FAST BACKWARD: ‘Voice of God’

Fresh from his official visit to Japan in October 2016, President Rodrigo Duterte, former Davao City mayor, revealed an incident that took place while flying home when he heard the ‘voice of God’ threatening to bring down the place if he did not stop swearing, or using his ‘colorful language.’

Adding drama to his disclosure, he said: “I was looking at the skies as I was coming over here. And I… everybody was asleep snoring. A voice said that you know ‘If you don’t stop (inaudible), I will bring this plane down now.’ And I said, who is this? Of course, it’s God. Oh, OK. So, I promised God not to express slang, cuss words.”

As if on cue, Davao-based televangelist and presidential friend Apollo Quiboloy, who claims to be the ‘Appointed Son of God,’ owned and seconded the claim, saying: “My voice can travel in quantum waves and particles to communicate orders from God. This is actually made easier for me because of my personal relationship with Mayor Digong. He is my homeboy.”

But the truth is that it was not God’s or Quiboloy’s; it was the pilot’s voice.

Philippine Air Lines pilot-in-command Capt. Jean-Luc Piccard admitted he was the voice the president heard, saying he did not introduced himself by including usual spiel ‘this is your captain speaking,’ adding he did not impersonate God.

He said: “Yes, it was me. I thought that it was a long shot and I never imagined it to work. Everybody was asleep and snoring when I decided to try something drastic,” narrated the pilot. “I started talking on the microphone and told him that he needs to stop… It was only the president who assumed that he was talking to God.”

The Catholic Church, for her part, said it was the President’s conscience that bothered him because only the saintly could have direct access to the God Almighty.

Be that as it may, this incident reminds us of two historical accounts where divine intervention, in relation to the Philippines, was pointed out. After the American takeover from Spain, which propagated Catholicism in the country, the Protestant missionaries arrive on Philippine soil to introduce their own brand of Christianity.

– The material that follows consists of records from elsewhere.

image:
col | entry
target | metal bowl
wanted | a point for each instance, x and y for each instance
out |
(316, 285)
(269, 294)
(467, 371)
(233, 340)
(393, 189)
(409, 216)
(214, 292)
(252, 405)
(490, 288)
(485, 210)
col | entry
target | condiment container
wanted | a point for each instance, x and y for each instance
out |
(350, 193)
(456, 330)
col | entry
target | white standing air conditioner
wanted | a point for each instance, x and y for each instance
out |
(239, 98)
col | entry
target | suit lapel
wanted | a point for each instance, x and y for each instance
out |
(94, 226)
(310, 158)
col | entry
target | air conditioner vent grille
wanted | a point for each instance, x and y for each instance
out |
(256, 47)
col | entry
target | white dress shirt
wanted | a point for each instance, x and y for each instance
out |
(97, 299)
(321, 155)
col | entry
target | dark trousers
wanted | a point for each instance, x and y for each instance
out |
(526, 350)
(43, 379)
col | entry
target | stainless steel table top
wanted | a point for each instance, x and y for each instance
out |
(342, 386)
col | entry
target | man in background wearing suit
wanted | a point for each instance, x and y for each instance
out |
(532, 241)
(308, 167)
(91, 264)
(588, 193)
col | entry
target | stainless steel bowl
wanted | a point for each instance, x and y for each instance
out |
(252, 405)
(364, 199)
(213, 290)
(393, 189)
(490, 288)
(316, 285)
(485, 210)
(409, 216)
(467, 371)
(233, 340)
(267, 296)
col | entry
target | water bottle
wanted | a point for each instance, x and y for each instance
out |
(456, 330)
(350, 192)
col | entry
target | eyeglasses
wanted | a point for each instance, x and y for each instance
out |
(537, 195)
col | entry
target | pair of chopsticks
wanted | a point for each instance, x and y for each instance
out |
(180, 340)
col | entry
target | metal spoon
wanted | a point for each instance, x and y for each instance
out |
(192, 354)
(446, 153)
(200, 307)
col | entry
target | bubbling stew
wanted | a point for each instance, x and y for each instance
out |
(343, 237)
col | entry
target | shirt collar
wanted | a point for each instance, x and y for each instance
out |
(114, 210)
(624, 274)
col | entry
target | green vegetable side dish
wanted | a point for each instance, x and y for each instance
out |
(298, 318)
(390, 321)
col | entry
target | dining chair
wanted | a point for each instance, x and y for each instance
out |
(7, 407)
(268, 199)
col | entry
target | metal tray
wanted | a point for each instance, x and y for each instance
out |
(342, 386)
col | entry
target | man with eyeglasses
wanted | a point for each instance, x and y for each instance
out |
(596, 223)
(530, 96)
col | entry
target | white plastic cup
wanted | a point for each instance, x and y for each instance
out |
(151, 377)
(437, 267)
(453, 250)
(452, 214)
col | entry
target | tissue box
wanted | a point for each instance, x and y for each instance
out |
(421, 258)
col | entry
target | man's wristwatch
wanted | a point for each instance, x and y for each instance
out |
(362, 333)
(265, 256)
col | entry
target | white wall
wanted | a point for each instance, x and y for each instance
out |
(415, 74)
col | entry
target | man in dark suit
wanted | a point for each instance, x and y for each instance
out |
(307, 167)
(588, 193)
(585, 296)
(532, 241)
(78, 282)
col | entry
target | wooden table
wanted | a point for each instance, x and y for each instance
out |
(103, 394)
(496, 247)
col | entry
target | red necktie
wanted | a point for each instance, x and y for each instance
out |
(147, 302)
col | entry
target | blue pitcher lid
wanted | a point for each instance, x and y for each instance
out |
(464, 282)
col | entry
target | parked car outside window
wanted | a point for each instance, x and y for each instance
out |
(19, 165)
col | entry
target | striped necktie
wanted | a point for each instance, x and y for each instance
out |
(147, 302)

Arthur Judson Brown, in The New Era in the Philippines (1904), citing a passage from a denominational publication, The Interior, said:

“The possession of the Philippines has signaled the hour for a new realignment of the Christian forces of the country. The character of its churches and other Christian organizations is being tested as never before. It is a wise church which knows the time. Any Christian life in high or in humble place will not be endowed with telling power, ‘age on ages telling,’ which shall be quick to fall into line with the Divine timeliness as to the next things to be done.”

Meanwhile, US President Theodore Roosevelt, in an August 9, 1906 letter to author Frederick Scott Oliver, wrote:

“Nobody knows better than I that a democracy may go very indeed, and I loathe the kind of demagoguery which finds expression in such statements as ‘the voice of the people is the voice of God’; but in my own experience it has certainly been true, and if I read history aright it was true both before and at the time of the Civil War, that the highly cultivated classes, who tend to become either cynically worldly-wise or to develop along the lines of the Eighteenth Century philosophers and the moneyed classes, especially those of large fortune, whose ideal tends to the mere money, are not fitted for any predominant guidance in a really great nation.”

In Latin, ‘the voice of the people is the voice of God’ is translated into the much abused, much cited ‘Vox Populi, Vox Dei’ maxim the lawyers want to cite in their discussions.

The phrase actually was the title of a radical 1709 Whig tract—the same leaflet that led to the hanging of painter Johnny Matthews—which evolved into ‘The Judgment of the Whole Kingdoms and Nations,’ written by an anonymous author. In its 1710 version, the pamphlet, quoted in Wikipedia, read:

“There being no natural or divine Law for any Form of Government, or that one Person rather than another should have the sovereign Administration of Affairs, or have Power over many thousand different Families, who are by Nature all equal, being of the same Rank, promiscuously born to the same Advantages of Nature, and to the Use of the same common Faculties; therefore Mankind is at Liberty to chuse [choose] what Form of Government they like best.”

But the earliest use of ‘vox populi, vox Dei’, as cited in Philip Hamburger’s Law and Judicial Duty (2009), can be traced to the 1327 sermon of the archbishop of Canterbury Walter Reynolds who brought charge against King Edward II, which goes:

“At the meeting of this high court early in 1327, Archbishop of Canterbury Walter Reynolds brought charges against the king, … homage to the prince, and Archbishop Reynolds — the son of a baker — preached on the text Vox populi, vox Dei.”

In retrospect, in 2012, when asked by co-host lawyer-journalist Geraldine Tiu in ‘Para sa Masa, Alang sa Masa’ television program over ABS-CBN in Davao City, former mayor Duterte, in reaction to a local survey favoring the return of the dreaded Davao Death Squad (DDS), told listeners, as paraphrased, that ‘if the voice of the people is the voice of God, then the vote of the Dabawenyos for the return of the DDS is the will of God.’